Se la gente comincia a farsi giustizia da sé allora significa che qualcosa non va. O qualcuno non va.
Negli ultimi anni in America Latina, soprattutto in Messico, la popolazione ha imbracciato pistole, forche e mazze e si è messa a farsi la guardia da sola contro il cartello della droga. La frase diventata un inno è: “Si quieres algo bien hecho, lo tienes que hacer tú mismo”, che significa: se vuoi fare le cose bene, fattele da solo”.
Anche nella Marsica, nel suo piccolo, sta accadendo la stessa cosa, con i famosi pattugliamenti popolari di Celano, con i residenti a Magliano che si mobilitano a caccia dei ladri insieme ai carabinieri, sia con l’organizzazione di ronde a Tagliacozzo, sia con manifestini in stile WANTED attaccati per le vie della città. Ma qui il discorso è diverso. Da noi, dietro c’è una latente voglia di rivendicazione nei confronti degli stranieri. Si tende a pensare che l’immigrato sia sempre colpevole.
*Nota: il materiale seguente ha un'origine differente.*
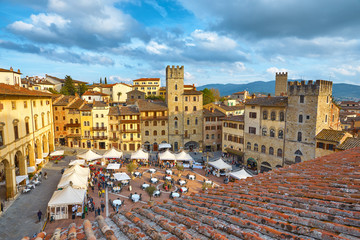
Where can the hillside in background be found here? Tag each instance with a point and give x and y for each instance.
(340, 90)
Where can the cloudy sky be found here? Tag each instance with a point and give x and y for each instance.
(233, 41)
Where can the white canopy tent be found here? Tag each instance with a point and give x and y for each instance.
(121, 176)
(77, 162)
(89, 156)
(21, 178)
(242, 174)
(60, 201)
(113, 153)
(167, 156)
(220, 164)
(140, 154)
(78, 170)
(38, 161)
(113, 166)
(57, 153)
(75, 180)
(183, 156)
(164, 145)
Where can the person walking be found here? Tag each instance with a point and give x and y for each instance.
(39, 215)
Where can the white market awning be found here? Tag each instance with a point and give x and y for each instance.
(113, 153)
(57, 153)
(38, 161)
(167, 156)
(113, 166)
(164, 145)
(121, 176)
(242, 174)
(220, 164)
(89, 156)
(183, 156)
(77, 162)
(140, 154)
(21, 178)
(67, 196)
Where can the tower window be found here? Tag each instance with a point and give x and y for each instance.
(302, 98)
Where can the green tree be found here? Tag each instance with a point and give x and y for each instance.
(208, 96)
(68, 88)
(82, 89)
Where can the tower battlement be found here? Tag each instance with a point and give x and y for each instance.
(174, 72)
(319, 87)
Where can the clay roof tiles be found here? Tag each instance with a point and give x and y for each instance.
(349, 143)
(268, 101)
(330, 135)
(316, 199)
(11, 90)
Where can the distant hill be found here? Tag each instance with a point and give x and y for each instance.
(340, 90)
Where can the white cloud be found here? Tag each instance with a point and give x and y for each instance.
(156, 48)
(212, 41)
(274, 70)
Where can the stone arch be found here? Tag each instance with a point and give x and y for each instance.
(38, 149)
(9, 175)
(30, 155)
(45, 144)
(51, 142)
(20, 164)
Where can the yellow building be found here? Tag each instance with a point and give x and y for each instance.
(26, 132)
(86, 121)
(150, 86)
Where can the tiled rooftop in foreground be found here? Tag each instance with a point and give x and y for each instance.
(317, 199)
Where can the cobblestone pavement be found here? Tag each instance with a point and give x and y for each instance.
(20, 219)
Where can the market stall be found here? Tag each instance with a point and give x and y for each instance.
(220, 167)
(64, 200)
(242, 174)
(140, 156)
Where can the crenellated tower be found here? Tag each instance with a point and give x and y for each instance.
(308, 112)
(281, 84)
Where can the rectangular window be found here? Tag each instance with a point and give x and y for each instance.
(252, 130)
(252, 114)
(302, 98)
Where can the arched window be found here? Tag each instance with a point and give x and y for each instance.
(273, 116)
(282, 116)
(272, 133)
(281, 134)
(271, 151)
(264, 131)
(265, 115)
(263, 149)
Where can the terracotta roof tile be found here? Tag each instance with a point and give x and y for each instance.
(349, 143)
(268, 101)
(330, 135)
(9, 90)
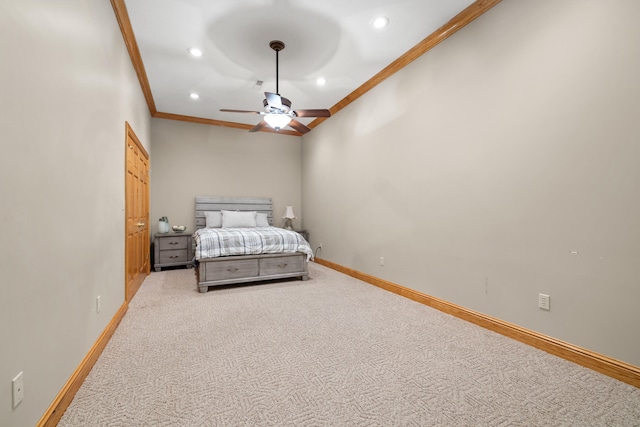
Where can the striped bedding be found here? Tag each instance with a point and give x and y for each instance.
(218, 242)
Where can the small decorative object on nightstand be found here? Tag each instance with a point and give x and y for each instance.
(172, 249)
(303, 233)
(288, 217)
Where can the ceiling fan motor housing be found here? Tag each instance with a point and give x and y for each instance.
(286, 106)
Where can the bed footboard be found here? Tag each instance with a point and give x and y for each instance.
(250, 268)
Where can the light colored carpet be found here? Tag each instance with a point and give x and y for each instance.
(331, 351)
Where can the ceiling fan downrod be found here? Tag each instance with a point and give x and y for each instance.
(277, 45)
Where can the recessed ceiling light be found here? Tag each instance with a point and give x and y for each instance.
(380, 22)
(194, 51)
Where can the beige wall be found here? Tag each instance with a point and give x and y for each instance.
(192, 160)
(477, 170)
(67, 88)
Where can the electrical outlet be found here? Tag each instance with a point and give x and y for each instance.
(544, 301)
(17, 385)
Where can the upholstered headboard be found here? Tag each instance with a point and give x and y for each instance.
(241, 204)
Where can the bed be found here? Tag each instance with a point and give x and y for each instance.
(255, 253)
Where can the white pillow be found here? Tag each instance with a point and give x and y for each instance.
(231, 219)
(262, 220)
(213, 219)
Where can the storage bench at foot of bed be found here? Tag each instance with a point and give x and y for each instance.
(250, 268)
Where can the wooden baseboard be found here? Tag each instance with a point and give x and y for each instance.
(619, 370)
(62, 401)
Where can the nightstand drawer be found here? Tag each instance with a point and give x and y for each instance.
(281, 265)
(177, 255)
(173, 242)
(224, 270)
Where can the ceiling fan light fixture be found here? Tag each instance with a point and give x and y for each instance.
(277, 121)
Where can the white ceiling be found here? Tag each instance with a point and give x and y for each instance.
(333, 39)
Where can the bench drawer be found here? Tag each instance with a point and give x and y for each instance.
(224, 270)
(279, 265)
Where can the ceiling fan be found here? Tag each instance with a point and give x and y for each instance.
(277, 109)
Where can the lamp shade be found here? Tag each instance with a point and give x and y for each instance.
(277, 121)
(288, 212)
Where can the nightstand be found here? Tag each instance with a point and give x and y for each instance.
(303, 233)
(172, 249)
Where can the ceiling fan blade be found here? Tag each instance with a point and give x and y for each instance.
(273, 99)
(299, 126)
(239, 111)
(259, 126)
(312, 113)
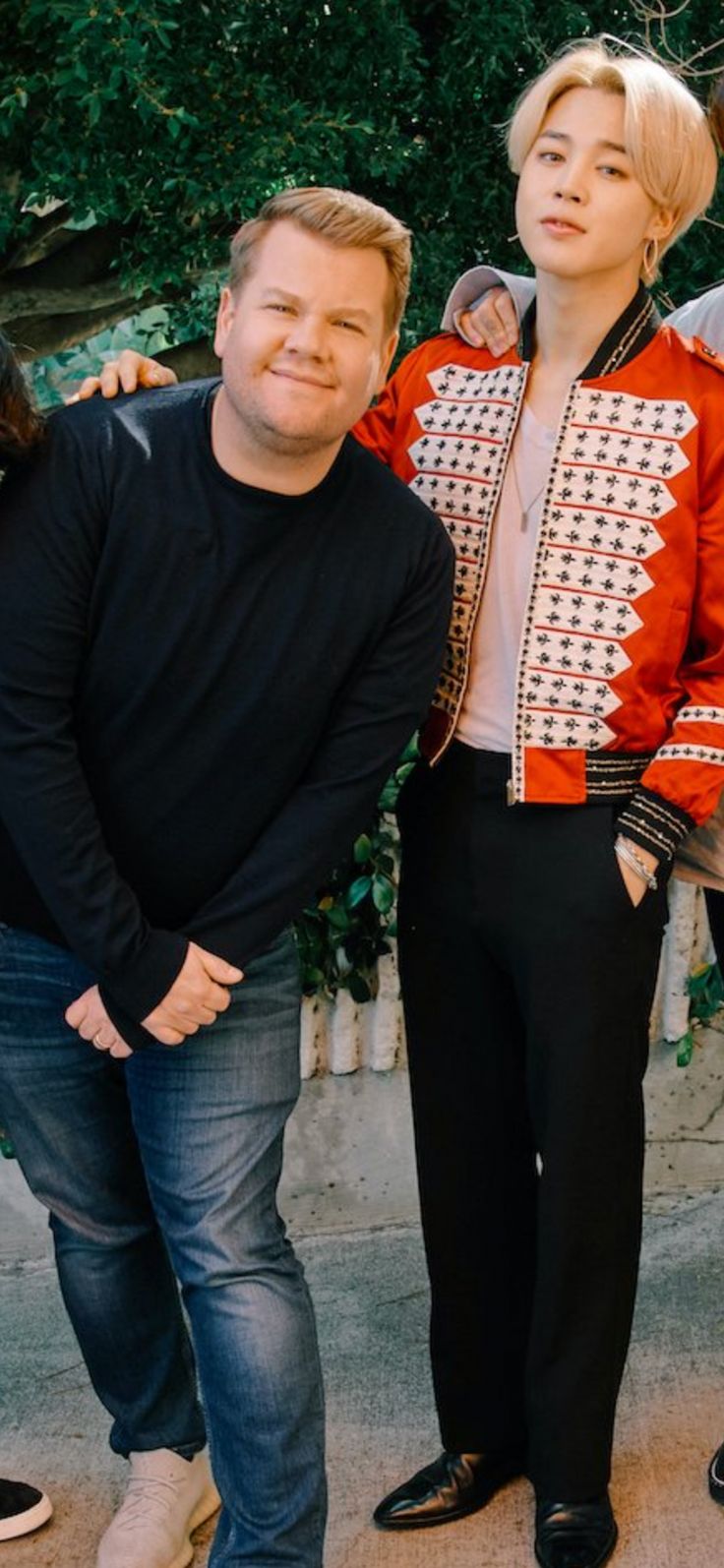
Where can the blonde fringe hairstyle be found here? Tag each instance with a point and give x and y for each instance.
(666, 134)
(340, 218)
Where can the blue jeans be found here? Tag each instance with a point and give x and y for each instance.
(161, 1166)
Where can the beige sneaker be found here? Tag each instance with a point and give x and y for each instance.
(166, 1498)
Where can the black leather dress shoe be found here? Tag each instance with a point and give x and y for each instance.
(575, 1534)
(716, 1476)
(453, 1485)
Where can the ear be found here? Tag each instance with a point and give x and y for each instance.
(224, 320)
(389, 348)
(662, 224)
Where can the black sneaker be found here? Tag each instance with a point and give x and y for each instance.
(716, 1476)
(23, 1509)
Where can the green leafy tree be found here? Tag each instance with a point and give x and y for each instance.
(137, 134)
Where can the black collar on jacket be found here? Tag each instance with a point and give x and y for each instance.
(634, 328)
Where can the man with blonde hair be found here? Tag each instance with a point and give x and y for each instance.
(221, 623)
(573, 741)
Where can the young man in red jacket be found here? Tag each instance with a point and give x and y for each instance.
(575, 737)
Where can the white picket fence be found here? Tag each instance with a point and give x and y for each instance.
(343, 1035)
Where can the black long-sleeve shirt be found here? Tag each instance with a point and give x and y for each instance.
(203, 686)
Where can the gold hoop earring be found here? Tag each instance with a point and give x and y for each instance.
(650, 259)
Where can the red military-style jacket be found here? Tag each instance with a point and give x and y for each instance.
(621, 665)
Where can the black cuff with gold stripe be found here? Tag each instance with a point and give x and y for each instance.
(654, 822)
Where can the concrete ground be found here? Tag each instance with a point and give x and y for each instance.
(350, 1200)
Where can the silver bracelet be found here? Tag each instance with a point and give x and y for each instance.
(628, 853)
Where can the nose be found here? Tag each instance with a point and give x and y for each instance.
(571, 184)
(308, 335)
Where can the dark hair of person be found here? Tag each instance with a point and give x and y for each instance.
(21, 422)
(716, 110)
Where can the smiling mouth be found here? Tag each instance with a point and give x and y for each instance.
(308, 382)
(562, 226)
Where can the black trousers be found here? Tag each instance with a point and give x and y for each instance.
(715, 910)
(528, 979)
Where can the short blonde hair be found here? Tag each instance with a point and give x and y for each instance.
(666, 134)
(338, 218)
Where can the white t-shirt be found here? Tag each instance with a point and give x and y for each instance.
(488, 709)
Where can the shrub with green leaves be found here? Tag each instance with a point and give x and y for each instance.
(343, 934)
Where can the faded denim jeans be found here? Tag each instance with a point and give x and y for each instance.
(161, 1166)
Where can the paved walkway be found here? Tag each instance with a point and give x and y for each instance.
(351, 1203)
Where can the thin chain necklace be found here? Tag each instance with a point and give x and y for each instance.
(525, 507)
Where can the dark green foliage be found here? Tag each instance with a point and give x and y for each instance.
(161, 124)
(343, 934)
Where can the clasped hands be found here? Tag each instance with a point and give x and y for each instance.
(198, 995)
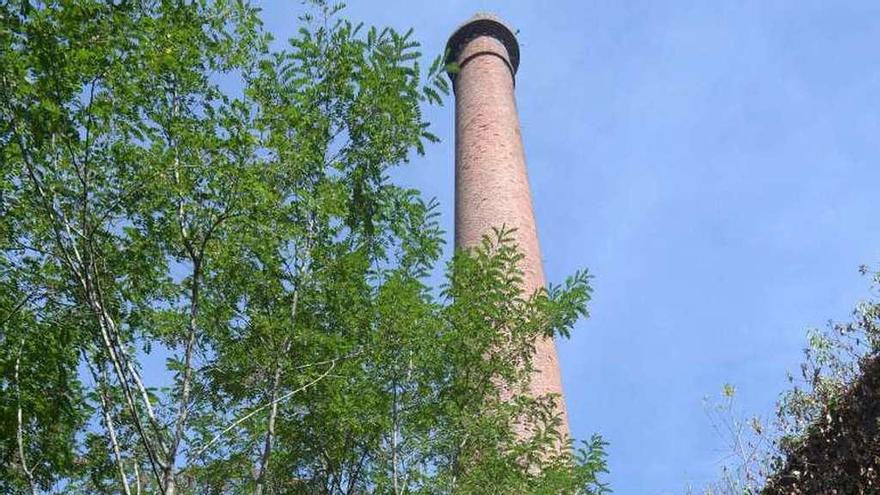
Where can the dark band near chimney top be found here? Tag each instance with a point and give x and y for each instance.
(483, 25)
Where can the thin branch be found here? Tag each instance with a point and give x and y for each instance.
(251, 414)
(29, 474)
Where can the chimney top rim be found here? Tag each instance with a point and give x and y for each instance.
(484, 24)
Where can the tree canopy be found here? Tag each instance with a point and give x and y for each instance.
(210, 284)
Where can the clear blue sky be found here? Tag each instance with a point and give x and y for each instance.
(716, 165)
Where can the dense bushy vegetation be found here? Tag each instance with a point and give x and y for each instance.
(825, 436)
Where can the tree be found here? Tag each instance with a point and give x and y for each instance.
(824, 437)
(248, 235)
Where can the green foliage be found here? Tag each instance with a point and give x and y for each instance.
(254, 244)
(824, 435)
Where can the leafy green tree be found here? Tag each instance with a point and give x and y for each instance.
(251, 239)
(823, 435)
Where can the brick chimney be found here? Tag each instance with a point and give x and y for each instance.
(491, 183)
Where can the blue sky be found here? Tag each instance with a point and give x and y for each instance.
(714, 164)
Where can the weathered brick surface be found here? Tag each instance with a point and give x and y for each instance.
(491, 183)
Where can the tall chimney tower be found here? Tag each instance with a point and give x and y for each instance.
(491, 183)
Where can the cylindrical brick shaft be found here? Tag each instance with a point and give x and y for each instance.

Questo potrebbe anche starci viste le percentuali, anche se non è detto.
Ma da noi qualcosa non quadra, perché quando la stessa cosa capita a un italiano, a uno che fa parte della comunità locale, allora la storia cambia. Vedo spesso su Facebook parole di solidarietà quando un “indigeno” finisce nella reta delle forze dell’ordine, con insulti a carabinieri e polizia. Ho visto invece in questi giorni applausi agli organi di repressione quando catturano stranieri. Eppure quei carabinieri, quei poliziotti che ogni giorno sono sulle strade per combattere la criminalità, sono gli stessi, sia quando catturano un italiano, sia quando ammanettano uno straniero.
Quando la giustizia diventa lotta di strada, di fazioni, di etnia, allora non si chiama più giustizia, cambia nome e diventa vendetta, rancore, razzismo. Anche quando alla base c’è un sopruso subito, un torto dello Stato che non ci tutela, un garantismo debole, un errore della giustizia che non fa più giustizia: la soluzione non può essere la vendetta.
Tutto ciò sarebbe, in piccola parte, giustificato in uno stato senza istituzioni, ma quando le istituzioni e le forze dell’ordine danno risposte concrete, come avvenuto con gli arresti di Tagliacozzo, allora tutto questo non ha senso.
Si vorrebbe addirittura che nessun avvocato difendesse gli stranieri colpevoli, o presunti tali. Mentre quando ci sono colpevoli italiani nessuno fa di questi problemi, perché hanno diritto di essere difesi, perché, magari, sono innocenti. Mentre tutti gli stranieri non possono essere innocenti. Mai. Questo non è accettabile. Questo è poco realistico, e poco intelligente, per non dire stupido. Si vorrebbe che i giornalisti si occupassero solo di stranieri, ma poi quando in cella finiscono persone del posto si grida allo scandalo perché c’è il nome, perché c’è la foto, perché non viene tutelata la privacy. Nessuno fa problemi, però, se queste persone arrestate sono straniere.
Tutti hanno diritto a uno stesso trattamento e tutti, paradossalmente, hanno diritto di finire sul giornale, delinquenti italiani e delinquenti stranieri, perché entrambi sono essere umani, e non animali, né i primi, né i secondi. Tutti, inoltre, hanno diritto di essere colpevoli.
Ci si dimentica troppo spesso che la difesa penale dell’imputato non cerca mai l’ingiustizia, ma il bene della giustizia.
Un avvocato difensore di un delinquente (che ha un cuore, una umanità, dei sentimenti e il diritto di essere perdonato) chiede al giudice che venga concesso qualcosa che è un bene per l’imputato e cioè una giustizia equa, che non si faccia condizionare, come invece fa la gente comune, da particolari rigori dovuti a etnia, a eccesso di zelo, o a circostanze culturali, religiose e umane. Se così non fosse non andrebbero difesi nemmeno gli accusati locali, e sui quei manifestini andrebbero allora anche le facce dei politici ladri.
Se così non fosse non servirebbe il Pm, non servirebbe nemmeno il processo, e per condannare qualcuno basterebbe guardarlo in facce e vedere il colore della pelle, o il taglio dei capelli.